Never a comment on the actual substance, just their own programed preoccupations. Matrix + Narrative = Progressive.

Van Harvey said...

aninnymouse squawked I would never have mentioned Trump... but then I did mention Trump and AHH! i did it again, but I never have mentioned Trump... AHH! i did it again, but I never have mentioned Trump... but AHH! i did it again, but I never have mentioned Trump... but then I did mention Trump and AHH! i did it again, again, but I never have mentioned Trump... but AHHHHHH!!!! ....

Good lord 'man', just get yourself a shrubbery and be done with it.

Anonymous said...

Maybe I stand corrected Dupree, but I’m not wrong about this site proclaiming Trump to be unfairly maligned. And Trump is no Reagan, who was unfairly maligned. And misunderstood IMHO, mostly by todays "conservative".

And yes Julie, I'll try harder to comment only on the actual substance. Most bloggers of any ideology do after all, get a bit miffed if one goes straight to playing with the intoxicated commentators instead of presenting post-related thoughts and/or prayers.

Cousin Dupree said...

Fairly maligned.

Anonymous said...

Thanks Dupree. Is she the one who also did that bit about lobbyists owning DC? I’ll put her right behind Epoch News, since as you know, all of big American media is owned by just a handful of megacorporations. If we only just spent a little more time doing Falun Gong.

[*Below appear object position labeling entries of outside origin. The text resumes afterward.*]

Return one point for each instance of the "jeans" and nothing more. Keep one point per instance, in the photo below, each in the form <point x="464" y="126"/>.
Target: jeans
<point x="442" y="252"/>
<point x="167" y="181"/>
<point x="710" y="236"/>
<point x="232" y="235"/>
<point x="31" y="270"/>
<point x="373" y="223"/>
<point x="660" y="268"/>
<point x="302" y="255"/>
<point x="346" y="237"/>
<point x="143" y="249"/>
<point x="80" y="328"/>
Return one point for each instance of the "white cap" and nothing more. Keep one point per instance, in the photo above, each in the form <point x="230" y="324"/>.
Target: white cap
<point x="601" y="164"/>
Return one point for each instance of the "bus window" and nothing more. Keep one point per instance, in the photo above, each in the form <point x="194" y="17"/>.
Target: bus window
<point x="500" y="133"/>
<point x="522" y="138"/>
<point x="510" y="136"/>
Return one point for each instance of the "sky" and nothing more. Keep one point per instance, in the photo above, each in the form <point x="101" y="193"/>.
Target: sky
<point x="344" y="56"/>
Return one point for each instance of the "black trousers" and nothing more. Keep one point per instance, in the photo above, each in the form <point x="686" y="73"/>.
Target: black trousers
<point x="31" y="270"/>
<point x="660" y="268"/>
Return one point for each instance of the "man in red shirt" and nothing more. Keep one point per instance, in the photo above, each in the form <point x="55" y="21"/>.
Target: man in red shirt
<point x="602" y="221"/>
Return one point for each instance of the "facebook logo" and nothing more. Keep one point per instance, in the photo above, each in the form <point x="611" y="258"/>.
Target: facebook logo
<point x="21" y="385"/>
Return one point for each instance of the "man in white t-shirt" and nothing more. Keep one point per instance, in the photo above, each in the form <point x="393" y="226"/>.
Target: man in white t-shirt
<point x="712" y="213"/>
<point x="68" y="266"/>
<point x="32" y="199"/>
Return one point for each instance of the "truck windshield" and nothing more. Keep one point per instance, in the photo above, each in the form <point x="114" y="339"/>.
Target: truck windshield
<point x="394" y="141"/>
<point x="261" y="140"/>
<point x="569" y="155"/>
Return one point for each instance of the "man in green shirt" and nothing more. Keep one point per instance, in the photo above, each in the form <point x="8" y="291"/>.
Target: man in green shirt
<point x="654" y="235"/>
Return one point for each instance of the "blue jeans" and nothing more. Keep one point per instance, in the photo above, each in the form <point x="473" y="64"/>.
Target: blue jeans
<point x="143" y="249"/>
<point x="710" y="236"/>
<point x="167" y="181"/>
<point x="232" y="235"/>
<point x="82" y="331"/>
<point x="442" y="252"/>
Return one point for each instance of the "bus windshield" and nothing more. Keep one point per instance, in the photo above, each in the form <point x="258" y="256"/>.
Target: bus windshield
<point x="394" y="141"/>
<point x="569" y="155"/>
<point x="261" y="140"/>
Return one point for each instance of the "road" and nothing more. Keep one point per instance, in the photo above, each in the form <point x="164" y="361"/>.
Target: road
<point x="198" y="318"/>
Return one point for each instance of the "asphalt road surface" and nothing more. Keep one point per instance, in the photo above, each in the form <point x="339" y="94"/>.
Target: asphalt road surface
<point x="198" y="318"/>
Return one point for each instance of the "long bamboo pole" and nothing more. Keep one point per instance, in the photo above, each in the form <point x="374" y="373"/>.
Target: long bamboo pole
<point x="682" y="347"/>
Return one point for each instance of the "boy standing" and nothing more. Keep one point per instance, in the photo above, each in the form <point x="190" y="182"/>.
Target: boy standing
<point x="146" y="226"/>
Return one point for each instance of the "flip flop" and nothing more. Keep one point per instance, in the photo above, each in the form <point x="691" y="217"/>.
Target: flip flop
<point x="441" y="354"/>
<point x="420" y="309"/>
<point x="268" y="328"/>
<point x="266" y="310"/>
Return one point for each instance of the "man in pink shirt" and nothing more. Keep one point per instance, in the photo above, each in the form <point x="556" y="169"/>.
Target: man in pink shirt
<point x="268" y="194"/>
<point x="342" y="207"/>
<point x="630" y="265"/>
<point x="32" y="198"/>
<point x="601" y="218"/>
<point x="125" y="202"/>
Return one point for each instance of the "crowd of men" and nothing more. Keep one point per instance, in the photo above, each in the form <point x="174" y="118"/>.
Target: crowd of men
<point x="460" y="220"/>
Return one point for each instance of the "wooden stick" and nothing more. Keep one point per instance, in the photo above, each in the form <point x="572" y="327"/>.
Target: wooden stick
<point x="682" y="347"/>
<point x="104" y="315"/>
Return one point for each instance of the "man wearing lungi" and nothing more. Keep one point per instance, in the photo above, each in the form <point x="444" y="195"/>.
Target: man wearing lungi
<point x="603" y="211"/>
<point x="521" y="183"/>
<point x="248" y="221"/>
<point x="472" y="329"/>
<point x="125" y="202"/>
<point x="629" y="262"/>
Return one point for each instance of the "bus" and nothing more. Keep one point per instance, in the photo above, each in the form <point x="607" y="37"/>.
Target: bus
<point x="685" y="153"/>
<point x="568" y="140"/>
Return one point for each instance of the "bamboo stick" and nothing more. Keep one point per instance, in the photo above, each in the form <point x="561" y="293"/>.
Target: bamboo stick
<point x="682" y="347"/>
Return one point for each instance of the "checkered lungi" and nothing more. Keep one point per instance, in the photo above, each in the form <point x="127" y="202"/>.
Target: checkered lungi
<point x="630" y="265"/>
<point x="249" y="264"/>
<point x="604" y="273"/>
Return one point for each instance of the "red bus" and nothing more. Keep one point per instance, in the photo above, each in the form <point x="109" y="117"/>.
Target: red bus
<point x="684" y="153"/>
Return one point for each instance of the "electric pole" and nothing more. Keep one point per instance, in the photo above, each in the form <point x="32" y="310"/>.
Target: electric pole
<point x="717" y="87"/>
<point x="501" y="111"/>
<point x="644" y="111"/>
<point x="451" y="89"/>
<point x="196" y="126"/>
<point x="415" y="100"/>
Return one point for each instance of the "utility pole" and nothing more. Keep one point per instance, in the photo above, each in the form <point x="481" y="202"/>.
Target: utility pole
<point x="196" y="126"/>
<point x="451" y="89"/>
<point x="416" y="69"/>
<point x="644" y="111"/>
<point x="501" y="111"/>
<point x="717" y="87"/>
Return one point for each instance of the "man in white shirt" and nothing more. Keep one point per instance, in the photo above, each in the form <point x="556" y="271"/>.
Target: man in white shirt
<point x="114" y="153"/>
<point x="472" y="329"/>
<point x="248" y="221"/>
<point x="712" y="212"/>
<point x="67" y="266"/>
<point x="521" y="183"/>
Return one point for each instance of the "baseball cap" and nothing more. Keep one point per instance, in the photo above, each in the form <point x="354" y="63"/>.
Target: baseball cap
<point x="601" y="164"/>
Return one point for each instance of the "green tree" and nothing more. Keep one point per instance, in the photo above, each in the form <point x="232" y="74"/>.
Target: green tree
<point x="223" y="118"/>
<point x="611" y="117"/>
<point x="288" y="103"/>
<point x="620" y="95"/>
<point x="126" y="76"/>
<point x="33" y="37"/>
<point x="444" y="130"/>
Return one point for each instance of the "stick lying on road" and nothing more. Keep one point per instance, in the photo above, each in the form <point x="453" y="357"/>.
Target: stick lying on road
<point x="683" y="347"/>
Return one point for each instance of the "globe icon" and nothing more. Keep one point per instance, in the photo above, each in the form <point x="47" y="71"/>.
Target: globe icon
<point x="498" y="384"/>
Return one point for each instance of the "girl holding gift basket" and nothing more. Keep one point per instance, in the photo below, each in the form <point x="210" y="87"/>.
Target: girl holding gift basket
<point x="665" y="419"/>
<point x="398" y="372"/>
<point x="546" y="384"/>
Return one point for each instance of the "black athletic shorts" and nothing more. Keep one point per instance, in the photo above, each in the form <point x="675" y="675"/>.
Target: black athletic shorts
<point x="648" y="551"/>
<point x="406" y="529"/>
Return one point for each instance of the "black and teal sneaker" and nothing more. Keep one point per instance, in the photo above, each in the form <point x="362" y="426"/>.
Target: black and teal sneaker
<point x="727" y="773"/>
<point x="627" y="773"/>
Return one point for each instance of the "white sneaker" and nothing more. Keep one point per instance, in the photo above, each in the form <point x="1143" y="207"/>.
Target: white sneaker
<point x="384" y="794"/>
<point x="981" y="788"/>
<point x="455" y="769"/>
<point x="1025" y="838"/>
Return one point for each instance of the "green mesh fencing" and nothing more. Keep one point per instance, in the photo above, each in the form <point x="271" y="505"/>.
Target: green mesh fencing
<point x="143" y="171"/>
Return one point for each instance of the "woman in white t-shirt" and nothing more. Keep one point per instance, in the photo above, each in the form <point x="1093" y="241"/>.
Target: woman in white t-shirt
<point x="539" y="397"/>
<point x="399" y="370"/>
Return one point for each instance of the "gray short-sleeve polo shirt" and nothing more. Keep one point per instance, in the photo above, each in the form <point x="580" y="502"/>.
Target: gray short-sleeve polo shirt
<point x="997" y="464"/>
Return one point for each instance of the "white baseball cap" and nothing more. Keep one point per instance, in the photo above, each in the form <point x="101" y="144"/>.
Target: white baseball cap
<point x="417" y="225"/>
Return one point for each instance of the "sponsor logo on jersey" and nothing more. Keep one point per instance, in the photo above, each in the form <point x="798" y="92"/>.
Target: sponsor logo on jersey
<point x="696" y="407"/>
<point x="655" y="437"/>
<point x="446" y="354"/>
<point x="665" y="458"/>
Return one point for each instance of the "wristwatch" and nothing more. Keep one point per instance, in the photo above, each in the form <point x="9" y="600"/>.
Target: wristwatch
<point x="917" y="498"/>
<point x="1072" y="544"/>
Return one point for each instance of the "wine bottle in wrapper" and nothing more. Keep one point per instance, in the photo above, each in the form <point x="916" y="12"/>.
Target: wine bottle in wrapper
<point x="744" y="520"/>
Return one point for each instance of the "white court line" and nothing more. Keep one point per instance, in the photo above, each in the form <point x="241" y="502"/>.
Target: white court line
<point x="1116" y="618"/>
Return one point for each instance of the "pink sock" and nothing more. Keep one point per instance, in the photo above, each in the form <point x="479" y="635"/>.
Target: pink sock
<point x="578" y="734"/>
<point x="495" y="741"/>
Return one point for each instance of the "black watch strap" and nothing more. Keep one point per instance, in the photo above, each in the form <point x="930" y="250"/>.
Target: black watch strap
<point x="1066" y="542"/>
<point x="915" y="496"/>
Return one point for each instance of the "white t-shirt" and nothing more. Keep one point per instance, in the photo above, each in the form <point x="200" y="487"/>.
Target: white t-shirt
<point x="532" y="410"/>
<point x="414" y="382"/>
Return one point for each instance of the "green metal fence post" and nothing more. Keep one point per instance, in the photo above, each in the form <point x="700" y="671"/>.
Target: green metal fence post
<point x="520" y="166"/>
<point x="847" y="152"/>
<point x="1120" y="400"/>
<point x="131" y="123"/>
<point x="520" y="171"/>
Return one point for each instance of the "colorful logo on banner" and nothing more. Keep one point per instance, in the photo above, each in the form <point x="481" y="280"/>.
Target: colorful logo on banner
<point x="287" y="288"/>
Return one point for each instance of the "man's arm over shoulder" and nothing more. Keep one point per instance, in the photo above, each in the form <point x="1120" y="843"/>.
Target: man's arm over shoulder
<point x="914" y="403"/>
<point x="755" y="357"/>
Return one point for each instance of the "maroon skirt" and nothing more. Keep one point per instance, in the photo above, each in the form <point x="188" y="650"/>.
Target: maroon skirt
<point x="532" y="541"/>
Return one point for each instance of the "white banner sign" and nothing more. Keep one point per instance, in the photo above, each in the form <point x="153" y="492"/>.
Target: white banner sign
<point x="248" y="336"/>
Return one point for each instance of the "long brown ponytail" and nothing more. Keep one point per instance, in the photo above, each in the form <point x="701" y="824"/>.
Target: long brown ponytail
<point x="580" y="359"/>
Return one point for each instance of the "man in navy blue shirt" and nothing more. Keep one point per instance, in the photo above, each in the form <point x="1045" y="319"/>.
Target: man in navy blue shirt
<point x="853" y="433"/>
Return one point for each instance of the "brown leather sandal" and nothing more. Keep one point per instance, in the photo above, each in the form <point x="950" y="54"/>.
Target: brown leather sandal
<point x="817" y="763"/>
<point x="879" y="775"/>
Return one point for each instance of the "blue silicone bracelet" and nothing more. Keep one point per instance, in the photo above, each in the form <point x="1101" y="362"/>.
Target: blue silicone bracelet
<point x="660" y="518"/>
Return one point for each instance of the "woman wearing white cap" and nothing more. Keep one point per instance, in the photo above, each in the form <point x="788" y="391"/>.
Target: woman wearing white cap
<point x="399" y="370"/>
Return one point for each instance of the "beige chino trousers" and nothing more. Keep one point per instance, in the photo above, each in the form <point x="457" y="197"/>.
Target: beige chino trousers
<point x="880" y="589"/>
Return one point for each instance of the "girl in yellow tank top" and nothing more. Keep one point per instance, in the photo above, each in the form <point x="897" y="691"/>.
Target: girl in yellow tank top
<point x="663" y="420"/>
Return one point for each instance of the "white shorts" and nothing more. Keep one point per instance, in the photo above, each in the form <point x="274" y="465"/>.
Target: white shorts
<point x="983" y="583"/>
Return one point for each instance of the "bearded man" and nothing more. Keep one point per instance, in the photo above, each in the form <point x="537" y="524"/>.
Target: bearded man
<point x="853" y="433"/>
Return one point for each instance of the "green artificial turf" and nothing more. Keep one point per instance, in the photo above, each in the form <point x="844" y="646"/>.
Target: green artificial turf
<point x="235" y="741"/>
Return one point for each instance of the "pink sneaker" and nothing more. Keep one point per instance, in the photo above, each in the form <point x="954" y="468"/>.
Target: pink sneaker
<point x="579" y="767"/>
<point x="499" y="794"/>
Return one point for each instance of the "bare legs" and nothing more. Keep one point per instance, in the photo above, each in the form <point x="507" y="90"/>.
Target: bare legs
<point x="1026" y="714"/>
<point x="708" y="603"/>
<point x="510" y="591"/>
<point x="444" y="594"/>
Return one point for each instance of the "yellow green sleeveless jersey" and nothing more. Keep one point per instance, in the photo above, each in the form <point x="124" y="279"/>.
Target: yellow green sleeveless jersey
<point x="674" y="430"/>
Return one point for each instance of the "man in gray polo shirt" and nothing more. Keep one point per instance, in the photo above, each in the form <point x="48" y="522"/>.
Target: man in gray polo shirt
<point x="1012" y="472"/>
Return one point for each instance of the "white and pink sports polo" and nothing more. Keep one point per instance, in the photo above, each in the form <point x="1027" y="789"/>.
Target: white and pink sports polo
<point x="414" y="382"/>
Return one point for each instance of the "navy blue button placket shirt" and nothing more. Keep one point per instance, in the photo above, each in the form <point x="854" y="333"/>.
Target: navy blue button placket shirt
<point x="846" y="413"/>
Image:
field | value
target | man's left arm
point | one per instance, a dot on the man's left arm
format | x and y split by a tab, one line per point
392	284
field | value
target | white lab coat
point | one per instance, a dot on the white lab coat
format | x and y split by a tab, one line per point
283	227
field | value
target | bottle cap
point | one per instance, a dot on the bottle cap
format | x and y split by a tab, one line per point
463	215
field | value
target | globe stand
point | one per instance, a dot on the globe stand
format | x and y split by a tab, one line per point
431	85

Anyhoo… how about them shooters?

Nicolás said...

Because he does not understand the objection that refutes him the fool thinks he has been corroborated.

Anonymous said...

Dupree's objection tried to imply folly and/or demonic possession on the part of anybody who disagreed with him. I agreed with him.

Nicolás said...

The imbecile who becomes excited about a truth that moves us humiliates us and disturbs us.